Gravity Duck: Review

     Noodlecake Studios with Woblyware and Ravenous Games have produced another simple 2D platformer that manages to be both interesting and consistently mundane.  That isn't to say it isn't worth playing though.

     The premise is that a massive Easter Island looking stone head wants you, a duck, to collect all his golden eggs.  But this plot is barely given much thought- the chief draw here is the ability that the head bestows upon the duck- to flip gravity.  You can't jump at all, you simply reverse gravity and fall in the opposite direction.

A giant stone head and a duck.  What more could you ask for?
     This simple new power is used in conjunction with some gravity rotating yellow orbs to solve roughly 100 levels of short puzzles.  There is nothing to strenuous in terms of puzzles- nothing to rack your brain with- but the concept does prove to be fun enough to want to keep playing.  The lack of challenge is low enough that you can nearly always tell what to do as soon as the level begins.

     The downsides are the controls were occasionally unresponsive leaving players slightly frustrated when a lack of response movement leads directly to death.  In addition, sometimes you need to dive blindly into areas and die because your view is severely limited in places (no camera movement).  Once in a while the enemy laden areas need a bit of trial and error to figure out due to their swiftness, but it isn't too awful.

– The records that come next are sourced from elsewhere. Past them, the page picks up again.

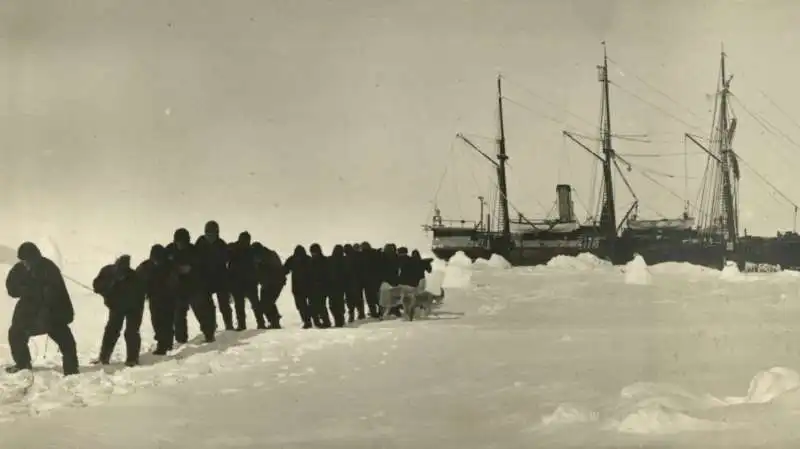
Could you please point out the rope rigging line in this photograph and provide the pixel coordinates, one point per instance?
(545, 100)
(766, 181)
(765, 124)
(775, 105)
(654, 88)
(667, 189)
(656, 107)
(688, 153)
(537, 113)
(655, 172)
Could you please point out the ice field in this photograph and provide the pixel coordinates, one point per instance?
(574, 354)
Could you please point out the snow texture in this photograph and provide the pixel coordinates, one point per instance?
(565, 355)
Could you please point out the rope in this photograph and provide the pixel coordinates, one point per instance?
(656, 107)
(653, 88)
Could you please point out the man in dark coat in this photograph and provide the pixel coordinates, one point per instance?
(319, 287)
(272, 279)
(337, 284)
(44, 307)
(354, 295)
(160, 282)
(368, 267)
(190, 291)
(299, 265)
(123, 293)
(244, 281)
(213, 256)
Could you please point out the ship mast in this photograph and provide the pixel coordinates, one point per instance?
(725, 132)
(501, 170)
(608, 219)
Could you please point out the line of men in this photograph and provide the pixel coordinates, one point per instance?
(182, 276)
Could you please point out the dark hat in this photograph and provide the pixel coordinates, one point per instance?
(181, 235)
(28, 251)
(212, 227)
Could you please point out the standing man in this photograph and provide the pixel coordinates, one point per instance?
(44, 307)
(213, 256)
(190, 291)
(123, 293)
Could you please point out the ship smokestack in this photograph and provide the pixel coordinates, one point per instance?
(564, 198)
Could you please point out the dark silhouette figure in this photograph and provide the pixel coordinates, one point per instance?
(44, 307)
(319, 287)
(190, 291)
(272, 279)
(299, 265)
(370, 276)
(389, 266)
(123, 293)
(160, 282)
(337, 284)
(213, 257)
(354, 295)
(244, 281)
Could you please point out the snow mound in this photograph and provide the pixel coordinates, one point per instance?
(768, 385)
(731, 273)
(655, 420)
(495, 262)
(581, 262)
(499, 262)
(681, 268)
(456, 276)
(570, 414)
(33, 393)
(459, 259)
(637, 273)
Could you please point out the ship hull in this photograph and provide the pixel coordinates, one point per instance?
(677, 246)
(783, 250)
(527, 248)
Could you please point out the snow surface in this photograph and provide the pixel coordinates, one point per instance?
(574, 354)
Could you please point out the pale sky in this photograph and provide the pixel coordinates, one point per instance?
(324, 121)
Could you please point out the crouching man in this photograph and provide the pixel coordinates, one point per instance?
(124, 296)
(44, 308)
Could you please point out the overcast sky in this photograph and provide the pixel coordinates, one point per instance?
(326, 120)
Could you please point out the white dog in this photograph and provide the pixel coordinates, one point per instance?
(409, 297)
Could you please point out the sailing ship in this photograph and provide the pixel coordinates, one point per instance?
(716, 239)
(525, 241)
(711, 238)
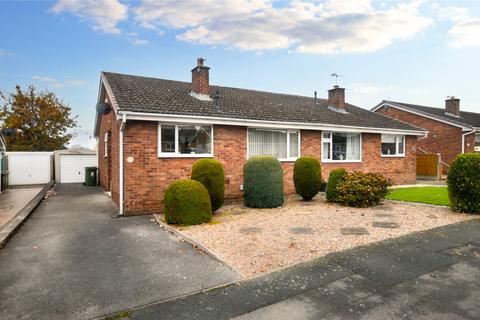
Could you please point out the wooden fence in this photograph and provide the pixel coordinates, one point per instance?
(429, 165)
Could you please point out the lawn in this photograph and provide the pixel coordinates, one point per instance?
(430, 195)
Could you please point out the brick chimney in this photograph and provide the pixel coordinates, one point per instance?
(336, 97)
(452, 106)
(200, 83)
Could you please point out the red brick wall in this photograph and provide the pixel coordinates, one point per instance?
(108, 123)
(442, 138)
(148, 176)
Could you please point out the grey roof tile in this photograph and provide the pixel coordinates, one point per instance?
(466, 119)
(152, 95)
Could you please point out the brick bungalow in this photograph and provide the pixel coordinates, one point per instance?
(150, 131)
(449, 130)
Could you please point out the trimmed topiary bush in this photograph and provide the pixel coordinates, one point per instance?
(335, 177)
(210, 173)
(263, 183)
(307, 177)
(187, 202)
(463, 183)
(359, 189)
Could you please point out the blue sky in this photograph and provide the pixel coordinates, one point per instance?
(411, 51)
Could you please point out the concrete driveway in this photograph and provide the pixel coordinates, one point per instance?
(431, 275)
(71, 260)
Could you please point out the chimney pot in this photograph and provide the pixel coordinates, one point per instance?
(200, 78)
(452, 106)
(336, 97)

A fashionable top-hat is the reward for collecting all the golden eggs.
     For only a dollar, Gravity Duck provides plenty of simple, cute, and pixely puzzling entertainment.  Perhaps the gravity manipulation and level design for the coming "City" DLC will prove to add a little more variety for our entertainment.  I hope they add some more progression, balance, and flow to the levels and challenge to come- I would like more of a sense of achievement from the puzzles- something a little more like a 2D version of the phenomenal PS Vita game Gravity Rush.  There is a wide range with the concept they've used, if only they'd take it to the next level of its potential.